Creationism Refuted - A Marine Relative of Mycobacterium Tuberculosis Shares 80% Of Its Genome


A new species of bacterium, related to Mycobacterium tuberculosis has been found living in a sponge on the Great Barrier Reef.
TB under the sea: A marine sponge microbe provides insights into the evolution of tuberculosis | Doherty Website

Tell a creationists that humans and chimpanzees have 98% of their genomes in common, and they'll tell you this doesn't prove common origins or 'macro-evolution', but show them evidence that two bacteria have evolved from a common ancestor because they have 80% of their genome in common and they'll tell you this doesn't mean they've evolved because they are both still 'bacteria kind'.

So, why doesn't 98% commonality mean humans and chimpanzees are both still 'ape kind'?

But the evidence that the two bacteria, Mycobacterium tuberculosis, and the newly-discovered M. spongiae is compelling, and gives a clue as to the origins of M. tuberculosis, one of the most deadly pathogenic bacteria, possibly from marine origins.

What information do you have on the evolutionary origins of Mycobacterium tuberculosis? Mycobacterium tuberculosis (Mtb), the causative agent of tuberculosis (TB), has a complex evolutionary history shaped by its adaptation to human hosts. Understanding the evolutionary origins of Mtb involves examining its genetic relationships with other mycobacteria, its divergence and spread among human populations, and its adaptations over time.
  1. Genetic and Evolutionary Background:
    • Mycobacterium Tuberculosis Complex (MTBC): Mtb is part of the Mycobacterium tuberculosis complex (MTBC), a group of genetically related bacteria that cause tuberculosis in humans and other animals. This complex includes several species such as M. tuberculosis (primarily human pathogen), M. bovis (cattle), M. africanum (humans, mainly in West Africa), and M. microti (voles), among others. All members of the MTBC have remarkably conserved genomes with >99.9% nucleotide identity, indicating a relatively recent common ancestor.
    • Relationship with Environmental Mycobacteria: Mtb and other members of the MTBC evolved from environmental mycobacteria, which are free-living organisms found in soil and water. The closest relatives to the MTBC are species like Mycobacterium canettii and other "smooth" tubercle bacilli that are found mainly in East Africa. These strains display more genetic diversity than Mtb and its close relatives, suggesting that they represent an ancestral pool from which MTBC members evolved.
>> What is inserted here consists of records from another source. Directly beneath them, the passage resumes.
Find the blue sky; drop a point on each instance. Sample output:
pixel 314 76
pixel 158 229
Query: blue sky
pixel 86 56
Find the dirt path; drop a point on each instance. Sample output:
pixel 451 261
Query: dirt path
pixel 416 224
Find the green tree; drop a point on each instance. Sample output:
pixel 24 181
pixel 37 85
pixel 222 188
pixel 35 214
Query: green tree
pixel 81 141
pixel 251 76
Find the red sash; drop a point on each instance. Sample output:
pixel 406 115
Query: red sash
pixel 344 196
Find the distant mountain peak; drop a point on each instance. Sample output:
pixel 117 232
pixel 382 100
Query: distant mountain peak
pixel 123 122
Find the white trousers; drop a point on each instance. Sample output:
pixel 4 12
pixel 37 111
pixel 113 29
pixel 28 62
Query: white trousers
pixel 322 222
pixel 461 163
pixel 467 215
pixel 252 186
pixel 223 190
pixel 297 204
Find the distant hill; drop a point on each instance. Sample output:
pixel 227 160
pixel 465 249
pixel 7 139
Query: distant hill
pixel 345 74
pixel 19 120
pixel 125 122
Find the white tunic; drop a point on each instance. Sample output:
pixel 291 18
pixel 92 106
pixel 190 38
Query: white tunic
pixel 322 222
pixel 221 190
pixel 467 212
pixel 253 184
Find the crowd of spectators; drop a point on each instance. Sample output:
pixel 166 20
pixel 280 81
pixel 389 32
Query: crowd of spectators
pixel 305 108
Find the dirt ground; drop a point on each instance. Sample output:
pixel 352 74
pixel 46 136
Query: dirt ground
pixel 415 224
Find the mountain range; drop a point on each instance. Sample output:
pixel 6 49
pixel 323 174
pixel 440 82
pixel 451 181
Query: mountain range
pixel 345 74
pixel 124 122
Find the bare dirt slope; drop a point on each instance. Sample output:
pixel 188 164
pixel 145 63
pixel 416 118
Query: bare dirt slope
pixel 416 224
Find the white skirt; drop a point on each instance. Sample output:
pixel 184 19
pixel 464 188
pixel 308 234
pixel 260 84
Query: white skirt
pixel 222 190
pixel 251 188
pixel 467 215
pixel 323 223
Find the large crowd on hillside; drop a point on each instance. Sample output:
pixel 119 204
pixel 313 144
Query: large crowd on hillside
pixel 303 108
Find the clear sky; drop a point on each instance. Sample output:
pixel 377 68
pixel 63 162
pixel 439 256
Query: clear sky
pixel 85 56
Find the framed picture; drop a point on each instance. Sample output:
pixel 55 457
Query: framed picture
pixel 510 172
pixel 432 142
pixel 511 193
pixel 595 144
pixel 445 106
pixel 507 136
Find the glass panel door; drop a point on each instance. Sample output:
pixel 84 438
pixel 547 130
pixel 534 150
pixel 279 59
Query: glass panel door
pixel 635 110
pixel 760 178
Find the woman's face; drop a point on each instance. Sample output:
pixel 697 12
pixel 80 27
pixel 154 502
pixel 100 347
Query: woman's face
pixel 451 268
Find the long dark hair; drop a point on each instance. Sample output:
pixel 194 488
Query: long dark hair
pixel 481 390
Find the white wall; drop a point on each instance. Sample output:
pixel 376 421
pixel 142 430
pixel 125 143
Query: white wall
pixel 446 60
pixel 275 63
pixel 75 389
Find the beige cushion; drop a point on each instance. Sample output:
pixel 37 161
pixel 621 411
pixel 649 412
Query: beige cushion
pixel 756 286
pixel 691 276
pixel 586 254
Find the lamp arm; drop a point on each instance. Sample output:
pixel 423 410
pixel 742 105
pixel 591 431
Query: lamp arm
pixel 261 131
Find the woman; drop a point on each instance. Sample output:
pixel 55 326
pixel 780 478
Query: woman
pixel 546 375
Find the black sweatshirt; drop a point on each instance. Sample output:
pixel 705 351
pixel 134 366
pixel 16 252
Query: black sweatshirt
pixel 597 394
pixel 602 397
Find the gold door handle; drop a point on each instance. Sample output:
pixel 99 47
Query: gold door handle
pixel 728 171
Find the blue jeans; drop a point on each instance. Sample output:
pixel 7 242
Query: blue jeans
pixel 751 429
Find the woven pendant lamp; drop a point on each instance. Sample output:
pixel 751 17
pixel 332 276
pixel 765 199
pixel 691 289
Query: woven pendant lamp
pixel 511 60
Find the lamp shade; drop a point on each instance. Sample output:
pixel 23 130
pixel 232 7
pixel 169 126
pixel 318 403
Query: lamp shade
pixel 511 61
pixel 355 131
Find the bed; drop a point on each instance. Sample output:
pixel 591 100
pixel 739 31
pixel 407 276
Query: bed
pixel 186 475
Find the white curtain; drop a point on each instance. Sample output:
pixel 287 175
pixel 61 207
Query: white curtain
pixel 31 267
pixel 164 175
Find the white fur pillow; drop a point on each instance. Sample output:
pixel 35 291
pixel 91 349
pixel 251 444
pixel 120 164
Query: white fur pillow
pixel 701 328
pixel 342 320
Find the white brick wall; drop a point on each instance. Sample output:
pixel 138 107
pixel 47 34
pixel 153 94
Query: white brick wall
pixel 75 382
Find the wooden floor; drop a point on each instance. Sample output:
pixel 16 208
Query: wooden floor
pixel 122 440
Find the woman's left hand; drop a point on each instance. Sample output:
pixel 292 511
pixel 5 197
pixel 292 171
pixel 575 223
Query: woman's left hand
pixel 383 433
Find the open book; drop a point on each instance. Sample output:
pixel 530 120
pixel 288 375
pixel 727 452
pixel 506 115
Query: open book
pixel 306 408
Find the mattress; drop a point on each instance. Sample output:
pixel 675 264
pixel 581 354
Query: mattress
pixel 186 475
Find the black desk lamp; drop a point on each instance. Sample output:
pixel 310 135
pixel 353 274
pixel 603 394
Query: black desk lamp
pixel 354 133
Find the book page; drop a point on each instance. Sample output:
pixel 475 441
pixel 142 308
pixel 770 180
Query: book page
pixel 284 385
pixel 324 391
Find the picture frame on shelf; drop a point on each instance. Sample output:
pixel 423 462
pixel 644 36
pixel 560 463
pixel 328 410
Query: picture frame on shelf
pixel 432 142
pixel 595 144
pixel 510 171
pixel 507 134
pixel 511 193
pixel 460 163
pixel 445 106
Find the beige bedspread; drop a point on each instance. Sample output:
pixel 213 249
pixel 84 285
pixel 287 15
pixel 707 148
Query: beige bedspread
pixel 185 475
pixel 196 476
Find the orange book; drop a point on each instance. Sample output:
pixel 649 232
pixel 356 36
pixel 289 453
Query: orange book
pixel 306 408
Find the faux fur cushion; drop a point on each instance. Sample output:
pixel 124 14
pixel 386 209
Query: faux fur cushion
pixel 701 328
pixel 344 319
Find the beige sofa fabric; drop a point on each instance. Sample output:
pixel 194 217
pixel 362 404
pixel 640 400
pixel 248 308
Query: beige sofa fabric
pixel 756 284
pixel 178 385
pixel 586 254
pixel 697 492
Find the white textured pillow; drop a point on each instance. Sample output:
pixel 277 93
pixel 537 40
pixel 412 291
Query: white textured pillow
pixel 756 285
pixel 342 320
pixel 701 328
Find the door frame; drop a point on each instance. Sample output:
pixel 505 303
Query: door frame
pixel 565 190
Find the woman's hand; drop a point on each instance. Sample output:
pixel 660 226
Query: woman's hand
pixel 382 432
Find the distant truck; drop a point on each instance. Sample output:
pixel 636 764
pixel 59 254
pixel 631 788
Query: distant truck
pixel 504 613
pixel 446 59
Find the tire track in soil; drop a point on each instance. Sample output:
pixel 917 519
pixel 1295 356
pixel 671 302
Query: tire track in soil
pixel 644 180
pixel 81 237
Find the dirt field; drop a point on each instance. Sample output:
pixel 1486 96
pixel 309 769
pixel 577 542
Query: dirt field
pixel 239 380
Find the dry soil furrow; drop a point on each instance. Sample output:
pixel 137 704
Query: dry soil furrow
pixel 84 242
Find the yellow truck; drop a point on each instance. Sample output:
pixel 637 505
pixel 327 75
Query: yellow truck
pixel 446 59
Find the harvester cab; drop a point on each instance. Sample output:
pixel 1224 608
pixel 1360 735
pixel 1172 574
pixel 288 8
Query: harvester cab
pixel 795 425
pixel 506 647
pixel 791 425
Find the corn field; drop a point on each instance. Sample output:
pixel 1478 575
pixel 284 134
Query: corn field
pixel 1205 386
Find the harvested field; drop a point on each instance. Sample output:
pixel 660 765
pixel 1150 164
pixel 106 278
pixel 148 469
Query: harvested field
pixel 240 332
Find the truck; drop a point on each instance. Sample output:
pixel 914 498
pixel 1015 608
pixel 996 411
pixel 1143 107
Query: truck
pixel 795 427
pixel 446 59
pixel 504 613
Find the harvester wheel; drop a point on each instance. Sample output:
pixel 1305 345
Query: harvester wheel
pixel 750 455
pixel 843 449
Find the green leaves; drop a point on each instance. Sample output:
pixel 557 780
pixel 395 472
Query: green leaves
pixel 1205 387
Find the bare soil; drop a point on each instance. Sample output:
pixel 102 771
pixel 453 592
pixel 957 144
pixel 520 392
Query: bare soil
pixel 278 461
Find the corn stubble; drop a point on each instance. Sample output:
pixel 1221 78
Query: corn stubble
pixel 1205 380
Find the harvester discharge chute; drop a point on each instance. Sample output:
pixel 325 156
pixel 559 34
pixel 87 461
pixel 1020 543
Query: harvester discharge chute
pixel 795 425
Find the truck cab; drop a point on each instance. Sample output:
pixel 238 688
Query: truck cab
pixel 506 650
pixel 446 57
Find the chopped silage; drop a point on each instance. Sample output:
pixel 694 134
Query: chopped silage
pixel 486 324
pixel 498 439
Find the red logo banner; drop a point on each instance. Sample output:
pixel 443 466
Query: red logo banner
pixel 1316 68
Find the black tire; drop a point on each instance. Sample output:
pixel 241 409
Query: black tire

  2. Hypotheses on the Evolutionary Origin of Mtb:

    There are two primary hypotheses regarding the evolutionary origins of M. tuberculosis:
    • Recent Evolution Hypothesis: This hypothesis suggests that Mtb emerged relatively recently, around 5,000 to 15,000 years ago. Genetic studies support this view, showing that the MTBC has a low level of genetic diversity, which is consistent with a relatively recent common ancestor. This timeline aligns with the development of agriculture and the domestication of animals, which might have facilitated the spread of Mtb among human populations due to increased population density and human-animal interactions.
    • Ancient Origin Hypothesis: This hypothesis proposes that Mtb has a much older origin, potentially hundreds of thousands to millions of years ago. Evidence supporting this idea includes genetic studies showing the co-evolution of Mtb with its human host, as well as the discovery of Mtb DNA in ancient human remains dating back thousands of years. Some researchers propose that Mtb co-evolved with early hominids in Africa before the spread of modern humans.

  3. Genomic Insights:
    • Whole Genome Sequencing: Advances in whole-genome sequencing have helped clarify the evolutionary timeline of Mtb. Comparisons of genomes from different strains of Mtb and other mycobacteria indicate that the common ancestor of Mtb and M. canettii-like mycobacteria likely existed in East Africa. The spread and diversification of Mtb are thought to have followed human migration patterns, as strains of Mtb found in different parts of the world align with human genetic lineages.
    • Adaptations to the Human Host: Over time, Mtb has adapted to its human host through various genetic mutations. For example, Mtb has lost some genes present in environmental mycobacteria, which is thought to reflect its adaptation to the human respiratory system and a shift from a free-living to an obligate pathogenic lifestyle.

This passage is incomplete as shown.